It’s a commonly heard question after New Year’s: ‘Why do we drink the way we do?’ A group of researchers has found that at least some of it has to do with a particular protein in the part of the forebrain that regulates, among other things, decision-making, and reward perception.
That’s the focus of an article published recently in the Nature journal Communications Biology. In it, the researchers announce that the presence of the Bmal1 gene in the striatum affects alcohol consumption in both male and female mice, but in a sexually dimorphic manner. Male mice without the protein consumed more alcohol than those that had it, while female mice without the protein consumed less than females with it.

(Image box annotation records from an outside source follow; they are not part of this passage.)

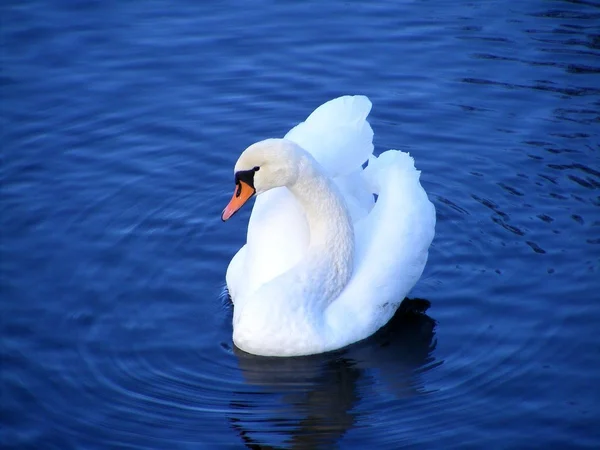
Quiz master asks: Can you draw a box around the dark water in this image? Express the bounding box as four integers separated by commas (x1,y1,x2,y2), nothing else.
0,0,600,450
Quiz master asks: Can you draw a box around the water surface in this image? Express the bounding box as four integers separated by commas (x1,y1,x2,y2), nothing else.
0,0,600,450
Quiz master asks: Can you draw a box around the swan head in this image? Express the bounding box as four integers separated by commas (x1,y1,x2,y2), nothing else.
221,139,304,222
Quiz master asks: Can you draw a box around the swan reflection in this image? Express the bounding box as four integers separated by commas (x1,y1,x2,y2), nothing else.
229,299,441,449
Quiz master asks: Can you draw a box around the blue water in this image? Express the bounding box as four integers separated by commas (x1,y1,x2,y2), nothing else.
0,0,600,450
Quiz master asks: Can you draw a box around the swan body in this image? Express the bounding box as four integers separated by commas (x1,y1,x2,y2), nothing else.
223,96,435,356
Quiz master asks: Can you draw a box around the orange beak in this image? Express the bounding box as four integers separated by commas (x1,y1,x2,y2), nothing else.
221,181,256,222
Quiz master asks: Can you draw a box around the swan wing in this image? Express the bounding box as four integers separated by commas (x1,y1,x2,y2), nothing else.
325,150,436,348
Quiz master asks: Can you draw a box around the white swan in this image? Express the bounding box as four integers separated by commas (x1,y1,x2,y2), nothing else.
222,96,435,356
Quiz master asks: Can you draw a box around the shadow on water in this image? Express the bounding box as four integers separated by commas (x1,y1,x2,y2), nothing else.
229,298,442,449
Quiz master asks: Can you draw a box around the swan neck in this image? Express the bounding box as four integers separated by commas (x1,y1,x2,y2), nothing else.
288,157,354,299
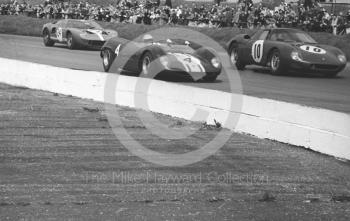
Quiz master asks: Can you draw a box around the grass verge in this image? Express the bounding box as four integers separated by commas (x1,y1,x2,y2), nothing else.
0,16,350,59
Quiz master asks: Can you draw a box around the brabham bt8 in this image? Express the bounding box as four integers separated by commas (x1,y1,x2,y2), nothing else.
227,28,347,77
100,34,222,82
42,19,118,49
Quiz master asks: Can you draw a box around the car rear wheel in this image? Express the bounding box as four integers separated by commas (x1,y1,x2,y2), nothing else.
43,29,55,47
203,75,218,82
270,50,286,75
139,52,153,76
325,72,339,78
102,48,115,72
67,32,76,49
230,44,246,70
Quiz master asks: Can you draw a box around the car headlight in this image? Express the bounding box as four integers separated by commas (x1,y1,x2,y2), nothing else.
211,58,221,68
159,56,169,67
290,51,304,62
338,54,347,63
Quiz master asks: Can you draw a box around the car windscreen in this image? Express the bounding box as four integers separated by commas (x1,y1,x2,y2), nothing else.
270,30,317,43
68,20,102,29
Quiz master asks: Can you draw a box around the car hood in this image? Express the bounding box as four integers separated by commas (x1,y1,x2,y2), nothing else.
79,29,118,41
291,43,344,64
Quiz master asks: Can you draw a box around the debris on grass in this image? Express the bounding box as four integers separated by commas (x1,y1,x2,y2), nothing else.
83,107,100,113
332,195,350,203
208,196,225,203
200,119,222,130
259,192,276,202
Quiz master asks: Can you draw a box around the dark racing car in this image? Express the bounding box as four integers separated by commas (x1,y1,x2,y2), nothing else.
42,19,118,49
100,35,222,81
227,28,347,77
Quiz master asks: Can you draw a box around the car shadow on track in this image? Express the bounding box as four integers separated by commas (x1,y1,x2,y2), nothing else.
247,67,345,79
53,44,100,51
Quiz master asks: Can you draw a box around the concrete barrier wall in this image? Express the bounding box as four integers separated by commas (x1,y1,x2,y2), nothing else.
0,58,350,160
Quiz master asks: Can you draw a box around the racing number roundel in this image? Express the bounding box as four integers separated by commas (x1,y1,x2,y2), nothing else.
252,40,264,63
300,45,327,54
56,27,63,41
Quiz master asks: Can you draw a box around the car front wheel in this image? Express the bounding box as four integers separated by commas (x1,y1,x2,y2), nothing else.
67,32,76,49
43,29,55,47
102,48,115,72
270,49,286,75
139,52,153,76
230,45,246,70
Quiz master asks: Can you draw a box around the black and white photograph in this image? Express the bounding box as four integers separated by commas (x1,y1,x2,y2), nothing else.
0,0,350,221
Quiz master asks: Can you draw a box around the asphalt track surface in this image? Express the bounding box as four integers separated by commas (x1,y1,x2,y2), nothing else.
0,35,350,113
0,84,350,221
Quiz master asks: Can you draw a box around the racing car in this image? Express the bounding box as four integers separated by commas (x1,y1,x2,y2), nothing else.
42,19,118,49
227,28,347,77
100,34,222,82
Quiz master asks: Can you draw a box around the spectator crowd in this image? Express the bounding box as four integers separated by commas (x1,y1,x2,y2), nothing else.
0,0,350,35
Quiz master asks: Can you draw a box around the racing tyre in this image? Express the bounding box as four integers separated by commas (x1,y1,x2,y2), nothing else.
67,32,76,49
43,29,55,47
325,72,339,78
203,75,218,82
139,52,153,76
102,48,115,72
230,44,246,70
270,49,286,75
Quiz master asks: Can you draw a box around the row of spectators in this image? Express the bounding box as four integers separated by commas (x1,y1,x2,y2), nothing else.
0,0,350,34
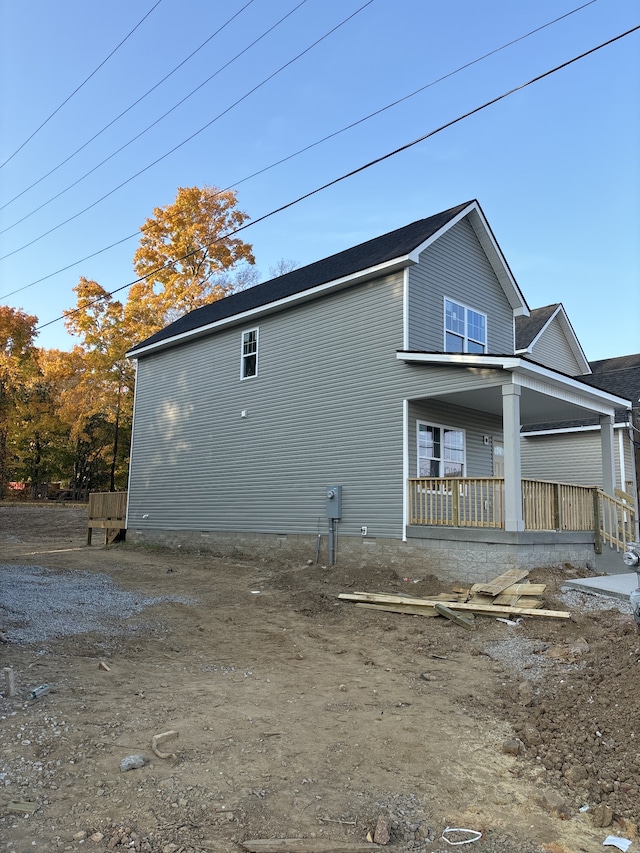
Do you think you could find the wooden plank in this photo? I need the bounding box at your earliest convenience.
[517,595,542,608]
[338,592,571,619]
[356,601,438,616]
[468,583,547,595]
[435,603,476,631]
[477,569,529,595]
[241,838,382,853]
[467,592,494,604]
[493,592,522,607]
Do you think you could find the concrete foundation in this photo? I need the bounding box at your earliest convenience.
[127,527,597,582]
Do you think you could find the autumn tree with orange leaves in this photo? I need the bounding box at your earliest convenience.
[0,305,38,498]
[54,186,255,490]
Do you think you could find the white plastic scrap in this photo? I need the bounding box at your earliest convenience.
[602,835,631,851]
[442,826,482,845]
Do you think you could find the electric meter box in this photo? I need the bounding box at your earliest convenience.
[327,486,342,518]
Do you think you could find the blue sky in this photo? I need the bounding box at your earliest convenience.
[0,0,640,359]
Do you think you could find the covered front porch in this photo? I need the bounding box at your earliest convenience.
[397,351,637,553]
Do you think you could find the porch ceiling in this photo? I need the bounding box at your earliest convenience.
[397,351,630,426]
[424,385,594,426]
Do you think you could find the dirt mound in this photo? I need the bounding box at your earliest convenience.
[0,506,640,853]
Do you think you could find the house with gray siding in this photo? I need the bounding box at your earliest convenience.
[516,342,640,505]
[127,201,629,579]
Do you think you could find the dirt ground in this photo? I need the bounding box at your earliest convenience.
[0,504,640,853]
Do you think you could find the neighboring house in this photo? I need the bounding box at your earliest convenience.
[516,340,640,510]
[127,201,629,578]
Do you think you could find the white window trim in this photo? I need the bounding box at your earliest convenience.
[416,420,467,480]
[442,296,489,355]
[240,326,260,381]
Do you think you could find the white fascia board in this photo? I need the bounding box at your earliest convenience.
[396,352,631,415]
[520,422,629,438]
[469,204,530,317]
[520,304,591,375]
[409,202,477,264]
[125,255,413,358]
[409,201,529,317]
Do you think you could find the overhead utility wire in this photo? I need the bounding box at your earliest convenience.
[0,0,612,299]
[36,24,640,331]
[0,0,260,210]
[220,0,598,192]
[0,0,162,169]
[0,0,597,234]
[0,0,310,234]
[0,0,374,261]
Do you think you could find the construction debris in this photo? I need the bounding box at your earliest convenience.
[240,838,380,853]
[338,570,571,629]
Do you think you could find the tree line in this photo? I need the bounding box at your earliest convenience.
[0,186,262,499]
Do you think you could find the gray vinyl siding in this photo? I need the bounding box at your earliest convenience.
[407,219,514,354]
[409,400,502,477]
[531,317,582,376]
[129,273,406,536]
[521,429,633,488]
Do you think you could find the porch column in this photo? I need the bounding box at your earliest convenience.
[502,383,524,530]
[600,415,616,497]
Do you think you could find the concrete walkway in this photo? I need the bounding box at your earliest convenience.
[562,571,640,601]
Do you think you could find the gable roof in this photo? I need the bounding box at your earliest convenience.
[127,201,528,357]
[581,353,640,406]
[515,302,592,374]
[516,302,560,352]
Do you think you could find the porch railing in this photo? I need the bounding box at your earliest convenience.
[409,477,636,551]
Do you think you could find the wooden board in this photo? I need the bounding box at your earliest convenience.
[356,601,438,616]
[474,569,529,595]
[338,592,571,619]
[241,838,382,853]
[435,602,476,631]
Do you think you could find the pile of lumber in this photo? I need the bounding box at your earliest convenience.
[338,569,571,628]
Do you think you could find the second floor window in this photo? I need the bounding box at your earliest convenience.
[240,329,258,379]
[444,299,487,352]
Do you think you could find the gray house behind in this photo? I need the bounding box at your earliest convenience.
[127,201,629,579]
[516,342,640,503]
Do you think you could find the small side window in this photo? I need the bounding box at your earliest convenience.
[240,329,258,379]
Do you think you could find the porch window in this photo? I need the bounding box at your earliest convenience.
[418,421,465,477]
[444,299,487,352]
[240,329,258,379]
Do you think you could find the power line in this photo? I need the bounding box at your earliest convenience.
[0,0,374,261]
[36,24,640,331]
[0,0,624,299]
[0,0,310,234]
[0,0,597,234]
[0,0,162,169]
[0,0,255,210]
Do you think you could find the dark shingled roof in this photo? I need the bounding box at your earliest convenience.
[130,201,473,353]
[516,302,560,350]
[526,353,640,432]
[581,353,640,406]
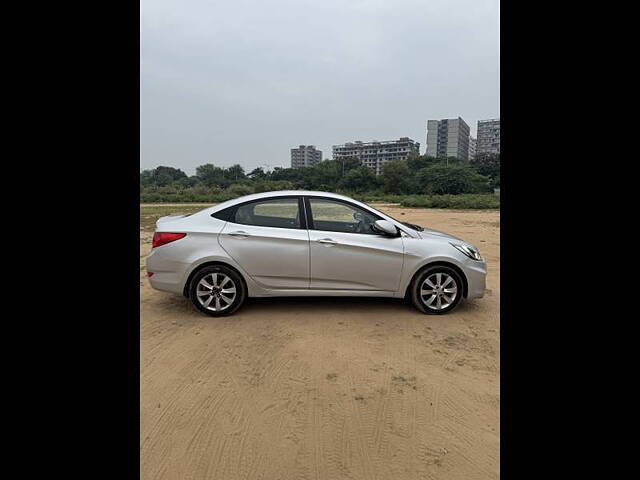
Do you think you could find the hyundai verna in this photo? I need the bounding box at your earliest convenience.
[146,191,486,316]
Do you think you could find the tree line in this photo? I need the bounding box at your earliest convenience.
[140,154,500,201]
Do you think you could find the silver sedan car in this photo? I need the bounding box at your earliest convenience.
[146,191,486,316]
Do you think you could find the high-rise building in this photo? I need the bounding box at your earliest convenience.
[476,118,500,154]
[427,117,470,160]
[333,137,420,175]
[291,145,322,168]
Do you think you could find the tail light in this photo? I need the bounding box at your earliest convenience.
[151,232,187,248]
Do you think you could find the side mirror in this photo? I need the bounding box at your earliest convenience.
[371,220,398,237]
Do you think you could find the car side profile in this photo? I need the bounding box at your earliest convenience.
[146,191,486,316]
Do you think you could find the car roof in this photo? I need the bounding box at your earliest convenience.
[206,190,361,213]
[192,190,420,238]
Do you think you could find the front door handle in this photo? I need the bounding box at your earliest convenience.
[316,238,338,247]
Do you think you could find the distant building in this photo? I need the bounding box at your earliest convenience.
[477,118,500,154]
[291,145,322,168]
[333,137,420,175]
[427,117,470,160]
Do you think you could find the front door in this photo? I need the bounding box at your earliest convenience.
[308,197,404,292]
[219,197,309,290]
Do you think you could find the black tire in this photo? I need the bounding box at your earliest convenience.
[411,265,464,315]
[189,265,247,317]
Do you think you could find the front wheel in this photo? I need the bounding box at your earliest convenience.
[189,265,246,317]
[411,265,462,315]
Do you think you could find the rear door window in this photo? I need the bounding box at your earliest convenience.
[230,198,302,228]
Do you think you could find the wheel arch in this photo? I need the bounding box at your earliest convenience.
[404,260,469,298]
[182,260,249,297]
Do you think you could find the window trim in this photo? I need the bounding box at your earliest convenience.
[303,195,384,235]
[211,195,307,230]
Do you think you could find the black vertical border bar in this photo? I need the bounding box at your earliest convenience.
[500,2,515,478]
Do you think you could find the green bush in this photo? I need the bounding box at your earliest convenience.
[400,193,500,210]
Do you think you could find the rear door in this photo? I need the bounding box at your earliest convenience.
[307,197,404,292]
[219,196,309,289]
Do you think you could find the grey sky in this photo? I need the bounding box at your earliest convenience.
[140,0,500,175]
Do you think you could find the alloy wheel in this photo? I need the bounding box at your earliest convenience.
[196,273,236,312]
[420,272,458,310]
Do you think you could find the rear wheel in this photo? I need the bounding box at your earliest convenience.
[411,265,462,315]
[189,265,246,317]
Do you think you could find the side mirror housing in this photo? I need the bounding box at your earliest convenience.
[372,220,398,237]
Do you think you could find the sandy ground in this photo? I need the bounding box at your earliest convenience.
[140,206,500,480]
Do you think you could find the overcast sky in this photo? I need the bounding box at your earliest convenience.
[140,0,500,175]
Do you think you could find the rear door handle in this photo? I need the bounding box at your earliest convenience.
[316,238,338,247]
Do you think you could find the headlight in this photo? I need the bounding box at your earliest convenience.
[451,243,483,262]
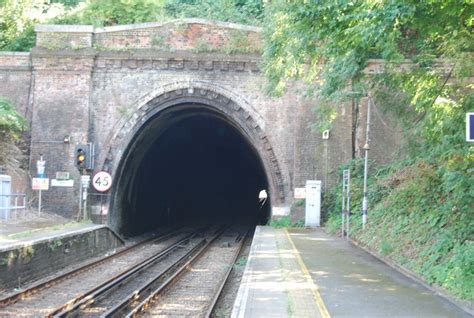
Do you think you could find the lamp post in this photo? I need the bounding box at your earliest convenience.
[362,94,372,229]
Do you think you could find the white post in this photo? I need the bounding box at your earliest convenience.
[38,189,41,216]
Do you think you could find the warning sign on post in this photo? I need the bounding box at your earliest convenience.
[32,178,49,190]
[92,171,112,192]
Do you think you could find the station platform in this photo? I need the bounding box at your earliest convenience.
[232,226,472,318]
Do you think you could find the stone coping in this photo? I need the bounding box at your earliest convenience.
[35,24,94,33]
[0,224,105,252]
[35,18,262,34]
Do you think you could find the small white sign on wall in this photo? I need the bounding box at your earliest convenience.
[272,206,290,216]
[295,188,306,199]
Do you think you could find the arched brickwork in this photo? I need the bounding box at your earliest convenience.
[103,81,286,217]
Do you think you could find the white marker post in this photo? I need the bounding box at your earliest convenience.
[36,154,46,216]
[81,175,91,220]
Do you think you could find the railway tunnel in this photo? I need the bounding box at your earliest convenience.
[109,103,271,236]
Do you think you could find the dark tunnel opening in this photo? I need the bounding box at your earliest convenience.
[111,105,270,236]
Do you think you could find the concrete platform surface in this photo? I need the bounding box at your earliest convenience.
[232,226,329,317]
[232,227,471,317]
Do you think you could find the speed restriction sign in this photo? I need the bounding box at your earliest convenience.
[92,171,112,192]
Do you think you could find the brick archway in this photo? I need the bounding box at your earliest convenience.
[104,81,286,225]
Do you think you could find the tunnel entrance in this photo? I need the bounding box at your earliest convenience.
[112,104,271,236]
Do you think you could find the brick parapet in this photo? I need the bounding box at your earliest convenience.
[35,19,263,53]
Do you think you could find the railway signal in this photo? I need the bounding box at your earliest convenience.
[74,143,94,170]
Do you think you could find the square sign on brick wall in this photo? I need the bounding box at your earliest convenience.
[466,113,474,142]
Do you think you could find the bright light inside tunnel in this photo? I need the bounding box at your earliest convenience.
[112,104,270,236]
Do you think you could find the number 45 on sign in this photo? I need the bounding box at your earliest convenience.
[92,171,112,192]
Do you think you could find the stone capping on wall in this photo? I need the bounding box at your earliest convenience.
[0,52,31,70]
[35,24,94,33]
[35,18,263,53]
[94,18,262,33]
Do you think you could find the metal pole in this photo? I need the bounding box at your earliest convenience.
[82,187,87,220]
[341,179,346,238]
[362,95,372,229]
[38,189,41,216]
[346,170,351,239]
[78,181,82,218]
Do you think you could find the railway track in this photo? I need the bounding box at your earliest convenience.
[128,226,250,317]
[0,228,202,317]
[0,222,249,317]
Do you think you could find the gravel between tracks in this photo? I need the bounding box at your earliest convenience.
[211,229,255,318]
[0,232,194,317]
[143,225,252,317]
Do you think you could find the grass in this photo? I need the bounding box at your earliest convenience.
[267,216,304,228]
[7,220,92,240]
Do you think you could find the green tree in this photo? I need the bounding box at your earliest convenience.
[0,96,26,171]
[265,0,474,97]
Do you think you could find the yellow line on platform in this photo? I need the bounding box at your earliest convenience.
[284,229,331,318]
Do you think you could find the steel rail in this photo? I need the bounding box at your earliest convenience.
[122,226,228,318]
[0,226,177,308]
[205,228,251,317]
[48,230,199,317]
[102,238,211,317]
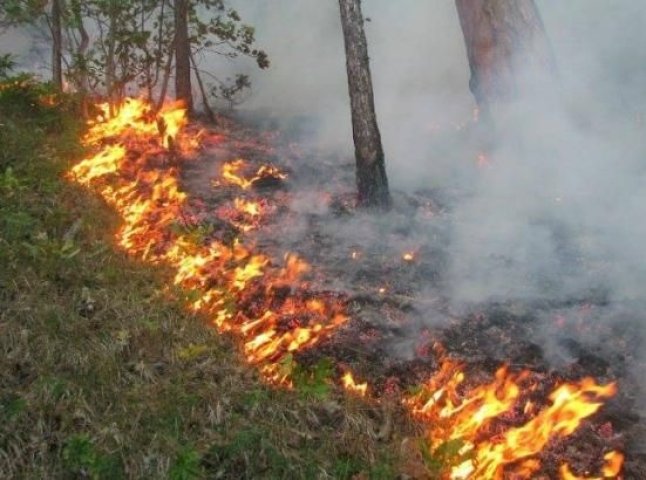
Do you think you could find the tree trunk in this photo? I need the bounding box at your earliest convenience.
[455,0,555,115]
[339,0,390,208]
[105,0,117,116]
[175,0,193,114]
[52,0,63,92]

Bmal1 is also an integral element in the suprachiasmatic nucleus, the master circadian clock found in all mammals that regulates the sleep-wake cycle. Previous association analyses of clock genes revealed a potential role for Bmal1 in alcohol-drinking behaviour. Expanding on this – and given evidence of sex differences in alcohol consumption and in some functions of clock genes – the researchers hypothesised that Bmal1 may affect alcohol intake in a sex-dependent manner.
The study was led by Nuria de Zavalia, a research associate and lab manager at the Center for Studies in Behavioral Neurobiology and supervised by Shimon Amir, a professor of psychology and Distinguished University Research Professor. The co-authors are research associate Konrad Schoettner, undergraduate student Jory Goldsmith, research assistant Pavel Solis, alumna Sarah Ferraro (PhD 21) and research assistant Gabrielle Parent.
Risk in females, protection in males
The researchers created two lines of mice, using molecular biology methods to delete or ‘knock out’ the Bmal1 gene from the striatum’s medium spiny neurons in one of them. The gene remained present in other parts of the body, since it plays a critical role in the circadian clock. The other line was used as a control.
Males who had the Bmal1 gene deleted from the striatum were found to consume more alcohol than the ones that did not have it deleted, while in the females, the results were the opposite: those without Bmal1 consumed less alcohol than those that had it. (Normally, female rodents tend to consume more alcohol per body weight than males.)
‘The main conclusion we can draw from this is that in females, Bmal1 in the striatum confers risk, since they consume more alcohol when the gene is present,’ Amir says. ‘In males, the gene is protective, as they drink less alcohol. The sex differences you see in normal mice are eliminated when the gene is taken out of the striatum.’
Amir notes that neither the sugar consumption nor circadian rhythms is affected by the deletion of the gene.
‘It seems that striatal Bmal1 plays a causal role in the control of alcohol consumption and makes an important contribution to sex differences in alcohol intake,’ he explains.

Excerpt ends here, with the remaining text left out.